New Oversight Chairman Calls All-Out Probe of Trump ‘a Fight for the Soul of Our Democracy’
Rachel del Guidice /
The new chairman of the House Oversight and Government Reform Committee says he will do all he can to investigate President Donald Trump and his administration over the next two years.
“We are in a fight for the soul of our democracy,” Rep. Elijah Cummings, D-Md., said in an interview with CBS’ “60 Minutes” that aired on Jan. 13. “And you’ve got to understand that. This is serious business.”
Cummings said that, as chairman of the committee, he has the authority to investigate anything he deems appropriate to examine.
“We can look at anything,” Cummings said, concurring with “60 Minutes” correspondent Steve Kroft’s suggestion that the Department of the Interior and the Environmental Protection Agency, for example, are fair game for investigation.
Ryan Zinke resigned Dec. 15 as secretary of the Interior Department and left office Jan. 2, over “multiple probes tied to his real estate dealings in Montana and conduct while in office,” according to the Chicago Tribune. “Scott Pruitt, former administrator of the Environmental Protection Agency, resigned in July due to what he characterized as “unrelenting attacks” on him and his family, which “have taken a sizable toll on all of us,” Pruitt said, per CNN.”

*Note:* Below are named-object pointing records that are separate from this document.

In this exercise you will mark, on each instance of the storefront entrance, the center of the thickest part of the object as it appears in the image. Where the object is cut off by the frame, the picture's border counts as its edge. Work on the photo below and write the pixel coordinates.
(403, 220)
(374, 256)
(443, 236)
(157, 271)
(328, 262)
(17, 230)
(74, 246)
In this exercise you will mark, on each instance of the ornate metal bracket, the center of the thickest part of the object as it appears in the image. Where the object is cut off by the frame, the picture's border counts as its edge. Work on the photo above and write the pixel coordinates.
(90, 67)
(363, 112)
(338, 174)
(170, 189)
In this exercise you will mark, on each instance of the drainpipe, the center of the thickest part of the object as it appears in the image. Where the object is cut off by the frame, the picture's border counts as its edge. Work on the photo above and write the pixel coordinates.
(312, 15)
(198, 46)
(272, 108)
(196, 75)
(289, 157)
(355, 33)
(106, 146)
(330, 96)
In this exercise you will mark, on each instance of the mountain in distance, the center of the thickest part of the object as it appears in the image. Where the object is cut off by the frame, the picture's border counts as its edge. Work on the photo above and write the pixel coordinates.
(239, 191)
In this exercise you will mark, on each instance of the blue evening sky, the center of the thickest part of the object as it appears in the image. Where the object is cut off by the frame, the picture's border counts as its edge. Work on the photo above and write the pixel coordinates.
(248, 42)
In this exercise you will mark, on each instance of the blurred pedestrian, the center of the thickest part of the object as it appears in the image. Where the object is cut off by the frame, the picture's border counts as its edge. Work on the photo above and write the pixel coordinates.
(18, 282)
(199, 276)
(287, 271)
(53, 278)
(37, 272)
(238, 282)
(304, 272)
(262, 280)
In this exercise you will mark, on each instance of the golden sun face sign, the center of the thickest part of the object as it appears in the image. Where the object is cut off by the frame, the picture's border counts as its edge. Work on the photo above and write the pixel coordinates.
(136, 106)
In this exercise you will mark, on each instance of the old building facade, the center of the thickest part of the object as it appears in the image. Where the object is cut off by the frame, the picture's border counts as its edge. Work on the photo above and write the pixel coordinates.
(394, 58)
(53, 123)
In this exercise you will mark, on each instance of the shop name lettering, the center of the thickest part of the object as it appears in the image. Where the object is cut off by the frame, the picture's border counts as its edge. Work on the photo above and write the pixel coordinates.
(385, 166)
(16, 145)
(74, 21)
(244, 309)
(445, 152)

“The fact that we can look at anything is part of the problem,” Cummings said. “There’s so much. No, … I’m serious. There’s so much.”
The Maryland lawmaker, who has sat on the oversight committee under four presidents, says he thinks Trump is making a profit from his business dealings, even though Trump reportedly resigned from “each and every office and position” he held, according to a January 2017 letter provided to CNN by the Trump Organization.
Cummings said he thinks Trump is making “a lot of money,” and says the American people should know if that’s the case.
“It’s not OK,” the Baltimore Democrat said. “And, but this is the other piece. I still believe that people—the average citizen, the guys on my block—they ought to know if the president is making a deal, whether he’s making it, making it in his self-interest or that of the country.”
CBS reported that Cummings has already made “64 requests for subpoenas on things like White House security clearances, hurricane relief efforts in Puerto Rico, and the Justice Department’s refusal to defend the Affordable Care Act,” which were subsequently stopped by the Republican chairman of the committee in the previous Congress.
Cummings said Republicans have been working together to protect Trump, and that he plans to “look at anything” to get answers.
“Basically, what the president has done, and the Republicans have done, they’ve joined hands,” he said. “And the Republicans have been basically not only blocking, but become the defense counsel for the president.”